In going to the DRC website and its links I was once again confronted with a very fancy and well funded non profit organization that employs very smart people who are devoted to studying the problem. When will we stop studying and attacking the problem? the non profits are good at research and policy suggestions, but where is the community organizing that will really make the needed changes? Where is the direct action piece to the puzzle?

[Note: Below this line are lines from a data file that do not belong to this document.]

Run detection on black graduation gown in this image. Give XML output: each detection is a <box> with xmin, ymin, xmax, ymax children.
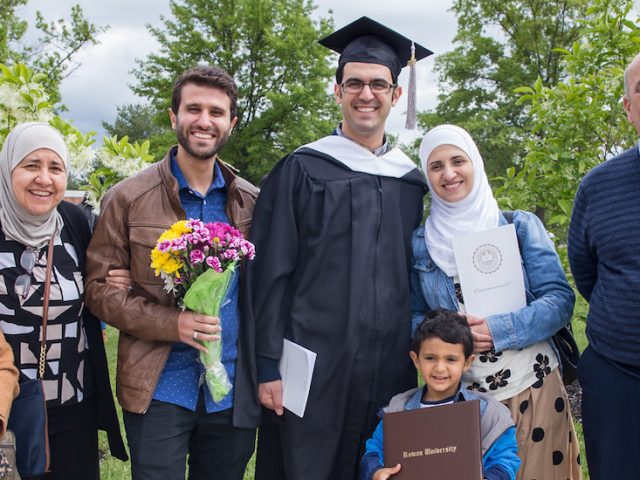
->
<box><xmin>247</xmin><ymin>147</ymin><xmax>426</xmax><ymax>480</ymax></box>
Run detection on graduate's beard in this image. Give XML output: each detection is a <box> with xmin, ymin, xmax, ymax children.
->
<box><xmin>176</xmin><ymin>124</ymin><xmax>231</xmax><ymax>160</ymax></box>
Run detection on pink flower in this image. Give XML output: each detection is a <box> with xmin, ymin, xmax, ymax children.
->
<box><xmin>222</xmin><ymin>248</ymin><xmax>240</xmax><ymax>260</ymax></box>
<box><xmin>171</xmin><ymin>237</ymin><xmax>187</xmax><ymax>252</ymax></box>
<box><xmin>158</xmin><ymin>240</ymin><xmax>171</xmax><ymax>252</ymax></box>
<box><xmin>206</xmin><ymin>257</ymin><xmax>222</xmax><ymax>273</ymax></box>
<box><xmin>189</xmin><ymin>249</ymin><xmax>204</xmax><ymax>264</ymax></box>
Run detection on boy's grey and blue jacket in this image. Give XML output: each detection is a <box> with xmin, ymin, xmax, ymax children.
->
<box><xmin>360</xmin><ymin>386</ymin><xmax>520</xmax><ymax>480</ymax></box>
<box><xmin>411</xmin><ymin>210</ymin><xmax>575</xmax><ymax>354</ymax></box>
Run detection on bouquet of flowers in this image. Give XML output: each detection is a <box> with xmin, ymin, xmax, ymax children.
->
<box><xmin>151</xmin><ymin>219</ymin><xmax>255</xmax><ymax>402</ymax></box>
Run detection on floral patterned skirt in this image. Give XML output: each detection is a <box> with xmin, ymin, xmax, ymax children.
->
<box><xmin>502</xmin><ymin>368</ymin><xmax>582</xmax><ymax>480</ymax></box>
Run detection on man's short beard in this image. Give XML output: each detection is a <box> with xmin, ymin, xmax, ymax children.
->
<box><xmin>176</xmin><ymin>128</ymin><xmax>231</xmax><ymax>160</ymax></box>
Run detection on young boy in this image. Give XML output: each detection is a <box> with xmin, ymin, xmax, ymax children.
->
<box><xmin>360</xmin><ymin>309</ymin><xmax>520</xmax><ymax>480</ymax></box>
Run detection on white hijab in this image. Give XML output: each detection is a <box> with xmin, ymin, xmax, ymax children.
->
<box><xmin>0</xmin><ymin>122</ymin><xmax>68</xmax><ymax>248</ymax></box>
<box><xmin>420</xmin><ymin>125</ymin><xmax>500</xmax><ymax>277</ymax></box>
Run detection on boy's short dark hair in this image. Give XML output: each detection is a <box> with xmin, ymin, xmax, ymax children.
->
<box><xmin>171</xmin><ymin>67</ymin><xmax>238</xmax><ymax>119</ymax></box>
<box><xmin>411</xmin><ymin>308</ymin><xmax>473</xmax><ymax>358</ymax></box>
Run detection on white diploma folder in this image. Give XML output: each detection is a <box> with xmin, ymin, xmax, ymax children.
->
<box><xmin>453</xmin><ymin>224</ymin><xmax>527</xmax><ymax>317</ymax></box>
<box><xmin>280</xmin><ymin>338</ymin><xmax>316</xmax><ymax>418</ymax></box>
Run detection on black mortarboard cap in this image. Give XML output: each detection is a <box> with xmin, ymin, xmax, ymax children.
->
<box><xmin>318</xmin><ymin>17</ymin><xmax>433</xmax><ymax>81</ymax></box>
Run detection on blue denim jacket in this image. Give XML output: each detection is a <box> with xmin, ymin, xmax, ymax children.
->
<box><xmin>411</xmin><ymin>210</ymin><xmax>575</xmax><ymax>354</ymax></box>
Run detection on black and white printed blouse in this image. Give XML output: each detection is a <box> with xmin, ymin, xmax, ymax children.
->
<box><xmin>0</xmin><ymin>228</ymin><xmax>94</xmax><ymax>408</ymax></box>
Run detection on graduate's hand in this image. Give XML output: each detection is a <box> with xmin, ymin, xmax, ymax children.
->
<box><xmin>258</xmin><ymin>380</ymin><xmax>284</xmax><ymax>415</ymax></box>
<box><xmin>104</xmin><ymin>268</ymin><xmax>131</xmax><ymax>290</ymax></box>
<box><xmin>178</xmin><ymin>310</ymin><xmax>222</xmax><ymax>353</ymax></box>
<box><xmin>373</xmin><ymin>464</ymin><xmax>401</xmax><ymax>480</ymax></box>
<box><xmin>461</xmin><ymin>313</ymin><xmax>493</xmax><ymax>352</ymax></box>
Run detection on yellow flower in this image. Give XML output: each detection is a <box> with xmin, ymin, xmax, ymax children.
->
<box><xmin>151</xmin><ymin>248</ymin><xmax>183</xmax><ymax>276</ymax></box>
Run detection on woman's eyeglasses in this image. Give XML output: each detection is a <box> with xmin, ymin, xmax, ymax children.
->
<box><xmin>14</xmin><ymin>248</ymin><xmax>38</xmax><ymax>298</ymax></box>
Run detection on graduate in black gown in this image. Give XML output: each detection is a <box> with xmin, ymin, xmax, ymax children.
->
<box><xmin>247</xmin><ymin>17</ymin><xmax>431</xmax><ymax>480</ymax></box>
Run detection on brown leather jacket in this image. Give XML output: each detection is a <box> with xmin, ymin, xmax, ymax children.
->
<box><xmin>86</xmin><ymin>147</ymin><xmax>260</xmax><ymax>428</ymax></box>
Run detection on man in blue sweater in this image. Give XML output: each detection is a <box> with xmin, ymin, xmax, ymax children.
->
<box><xmin>569</xmin><ymin>50</ymin><xmax>640</xmax><ymax>480</ymax></box>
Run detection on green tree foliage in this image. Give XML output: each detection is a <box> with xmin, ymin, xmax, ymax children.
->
<box><xmin>496</xmin><ymin>0</ymin><xmax>640</xmax><ymax>236</ymax></box>
<box><xmin>0</xmin><ymin>0</ymin><xmax>108</xmax><ymax>104</ymax></box>
<box><xmin>102</xmin><ymin>104</ymin><xmax>176</xmax><ymax>158</ymax></box>
<box><xmin>133</xmin><ymin>0</ymin><xmax>337</xmax><ymax>181</ymax></box>
<box><xmin>419</xmin><ymin>0</ymin><xmax>587</xmax><ymax>177</ymax></box>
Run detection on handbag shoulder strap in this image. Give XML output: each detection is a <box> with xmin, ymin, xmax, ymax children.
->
<box><xmin>38</xmin><ymin>237</ymin><xmax>53</xmax><ymax>379</ymax></box>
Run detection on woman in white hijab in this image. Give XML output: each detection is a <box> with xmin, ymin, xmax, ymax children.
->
<box><xmin>0</xmin><ymin>123</ymin><xmax>127</xmax><ymax>479</ymax></box>
<box><xmin>411</xmin><ymin>125</ymin><xmax>582</xmax><ymax>480</ymax></box>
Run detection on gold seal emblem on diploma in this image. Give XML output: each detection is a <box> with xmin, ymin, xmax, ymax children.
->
<box><xmin>473</xmin><ymin>243</ymin><xmax>502</xmax><ymax>274</ymax></box>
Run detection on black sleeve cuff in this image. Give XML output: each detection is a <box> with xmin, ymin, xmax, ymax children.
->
<box><xmin>256</xmin><ymin>355</ymin><xmax>282</xmax><ymax>383</ymax></box>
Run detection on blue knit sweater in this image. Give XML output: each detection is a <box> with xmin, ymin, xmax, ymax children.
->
<box><xmin>569</xmin><ymin>147</ymin><xmax>640</xmax><ymax>367</ymax></box>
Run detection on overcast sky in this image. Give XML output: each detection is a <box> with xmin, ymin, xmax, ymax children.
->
<box><xmin>21</xmin><ymin>0</ymin><xmax>456</xmax><ymax>143</ymax></box>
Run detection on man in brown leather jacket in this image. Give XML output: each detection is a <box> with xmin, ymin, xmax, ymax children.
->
<box><xmin>86</xmin><ymin>67</ymin><xmax>260</xmax><ymax>480</ymax></box>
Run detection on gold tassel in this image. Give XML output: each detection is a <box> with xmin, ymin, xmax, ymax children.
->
<box><xmin>404</xmin><ymin>42</ymin><xmax>416</xmax><ymax>130</ymax></box>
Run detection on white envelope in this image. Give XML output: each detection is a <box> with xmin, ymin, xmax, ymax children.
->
<box><xmin>453</xmin><ymin>224</ymin><xmax>527</xmax><ymax>317</ymax></box>
<box><xmin>280</xmin><ymin>338</ymin><xmax>316</xmax><ymax>418</ymax></box>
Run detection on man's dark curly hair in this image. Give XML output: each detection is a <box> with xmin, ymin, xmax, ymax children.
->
<box><xmin>171</xmin><ymin>67</ymin><xmax>238</xmax><ymax>120</ymax></box>
<box><xmin>411</xmin><ymin>308</ymin><xmax>473</xmax><ymax>358</ymax></box>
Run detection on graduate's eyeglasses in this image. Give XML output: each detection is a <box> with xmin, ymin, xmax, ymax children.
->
<box><xmin>340</xmin><ymin>80</ymin><xmax>398</xmax><ymax>94</ymax></box>
<box><xmin>14</xmin><ymin>248</ymin><xmax>38</xmax><ymax>298</ymax></box>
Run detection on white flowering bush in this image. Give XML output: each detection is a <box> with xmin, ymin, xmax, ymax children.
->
<box><xmin>0</xmin><ymin>64</ymin><xmax>54</xmax><ymax>138</ymax></box>
<box><xmin>82</xmin><ymin>135</ymin><xmax>153</xmax><ymax>213</ymax></box>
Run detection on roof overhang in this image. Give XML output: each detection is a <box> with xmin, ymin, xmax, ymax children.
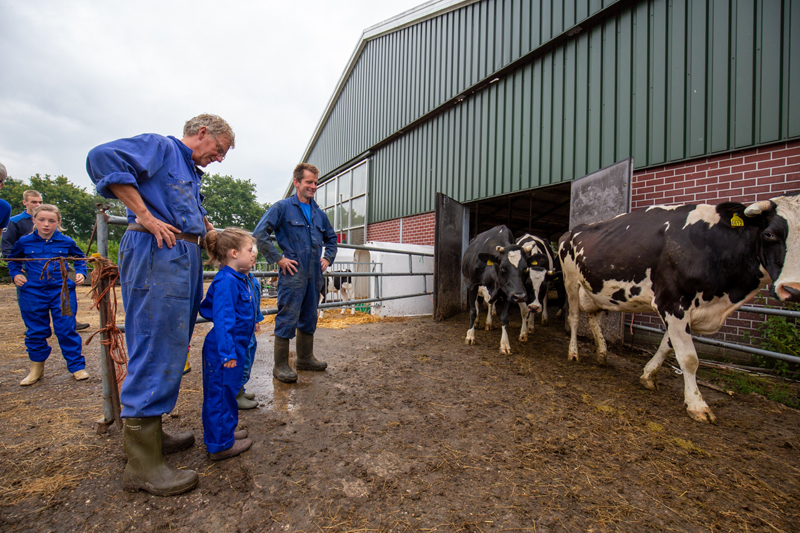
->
<box><xmin>294</xmin><ymin>0</ymin><xmax>480</xmax><ymax>197</ymax></box>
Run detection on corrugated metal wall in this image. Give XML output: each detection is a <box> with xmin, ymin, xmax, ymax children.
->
<box><xmin>308</xmin><ymin>0</ymin><xmax>616</xmax><ymax>175</ymax></box>
<box><xmin>312</xmin><ymin>0</ymin><xmax>800</xmax><ymax>222</ymax></box>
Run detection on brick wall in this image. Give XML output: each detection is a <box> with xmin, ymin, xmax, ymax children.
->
<box><xmin>368</xmin><ymin>141</ymin><xmax>800</xmax><ymax>348</ymax></box>
<box><xmin>631</xmin><ymin>141</ymin><xmax>800</xmax><ymax>211</ymax></box>
<box><xmin>367</xmin><ymin>212</ymin><xmax>436</xmax><ymax>246</ymax></box>
<box><xmin>631</xmin><ymin>141</ymin><xmax>800</xmax><ymax>349</ymax></box>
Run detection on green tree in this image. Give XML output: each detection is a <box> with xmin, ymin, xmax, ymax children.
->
<box><xmin>0</xmin><ymin>178</ymin><xmax>30</xmax><ymax>215</ymax></box>
<box><xmin>200</xmin><ymin>174</ymin><xmax>269</xmax><ymax>231</ymax></box>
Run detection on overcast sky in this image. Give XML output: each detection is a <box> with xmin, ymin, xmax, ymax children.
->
<box><xmin>0</xmin><ymin>0</ymin><xmax>425</xmax><ymax>202</ymax></box>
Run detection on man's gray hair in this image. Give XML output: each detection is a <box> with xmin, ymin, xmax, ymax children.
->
<box><xmin>183</xmin><ymin>113</ymin><xmax>236</xmax><ymax>148</ymax></box>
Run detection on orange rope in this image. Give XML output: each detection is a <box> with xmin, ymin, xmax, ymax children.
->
<box><xmin>84</xmin><ymin>257</ymin><xmax>128</xmax><ymax>390</ymax></box>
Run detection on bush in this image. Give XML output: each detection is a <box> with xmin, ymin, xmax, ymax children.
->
<box><xmin>754</xmin><ymin>304</ymin><xmax>800</xmax><ymax>376</ymax></box>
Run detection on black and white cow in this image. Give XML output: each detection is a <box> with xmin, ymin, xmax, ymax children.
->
<box><xmin>461</xmin><ymin>226</ymin><xmax>528</xmax><ymax>355</ymax></box>
<box><xmin>517</xmin><ymin>233</ymin><xmax>556</xmax><ymax>341</ymax></box>
<box><xmin>319</xmin><ymin>270</ymin><xmax>356</xmax><ymax>318</ymax></box>
<box><xmin>559</xmin><ymin>195</ymin><xmax>800</xmax><ymax>422</ymax></box>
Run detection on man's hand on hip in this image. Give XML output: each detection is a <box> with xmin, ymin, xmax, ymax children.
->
<box><xmin>136</xmin><ymin>215</ymin><xmax>181</xmax><ymax>248</ymax></box>
<box><xmin>278</xmin><ymin>257</ymin><xmax>297</xmax><ymax>276</ymax></box>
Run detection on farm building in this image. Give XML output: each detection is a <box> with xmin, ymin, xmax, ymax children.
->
<box><xmin>296</xmin><ymin>0</ymin><xmax>800</xmax><ymax>340</ymax></box>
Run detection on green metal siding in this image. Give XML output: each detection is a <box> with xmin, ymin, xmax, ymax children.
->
<box><xmin>310</xmin><ymin>0</ymin><xmax>800</xmax><ymax>222</ymax></box>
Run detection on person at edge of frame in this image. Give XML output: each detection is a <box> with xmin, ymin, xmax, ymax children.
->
<box><xmin>253</xmin><ymin>163</ymin><xmax>337</xmax><ymax>383</ymax></box>
<box><xmin>86</xmin><ymin>114</ymin><xmax>235</xmax><ymax>496</ymax></box>
<box><xmin>0</xmin><ymin>186</ymin><xmax>89</xmax><ymax>331</ymax></box>
<box><xmin>8</xmin><ymin>204</ymin><xmax>89</xmax><ymax>387</ymax></box>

Tuesday, February 13, 2007

a march is not a movement

read yesterday about march 17th march on washington to protest iraq war and thought about how a "march is not a movement". had lunch yesterday with a friend and talked about how the anti vietnam war MOVEMENT came out of the civil rights struggle. Many (a critical mass) of the anti war movement organizers PARTICIPATED in the civil rights movement thus LEARNING BY DOING how to organize a movement. I really feel that people today don't understand what it takes to create a movement. For example, nonviolent resistance (NVR) training and STRATEGIZING -- where is that happening? people today aren't understanding that one of the most important aspects, or the point of NVR, is to provoke the power structure to reveal itself as what it really is -- authoritarian and vicious. For example, the sit ins in Nashville in 1960 didn't desegregate the public accomodations or facilties. It was the boycott that did it, and the boycott was provoked by the REACTION to the sit ins. NVR engaged the community to participate and the tacticians of that movement made sure that their were many different ways in which people could participate, depending on their abilities and temperaments.

Tuesday, February 6, 2007

A New Beginning


This is an experiment to see if there are people out there who want to share with us their experiences, ideas, opinions about liberation education. We at the SF Freedom School, hopefully, are part of a development that is helping promote the next social movement in this country. We study Civil Rights History as a means to learn the lessons of movement building. Perhaps this blog can be one of many means to develop a better understanding of what we need to know and do in order to:
--stop global warming
--provide health care, affordable housing, living wages and community driven/fully funded education for everyone.

please contribute to the conversation.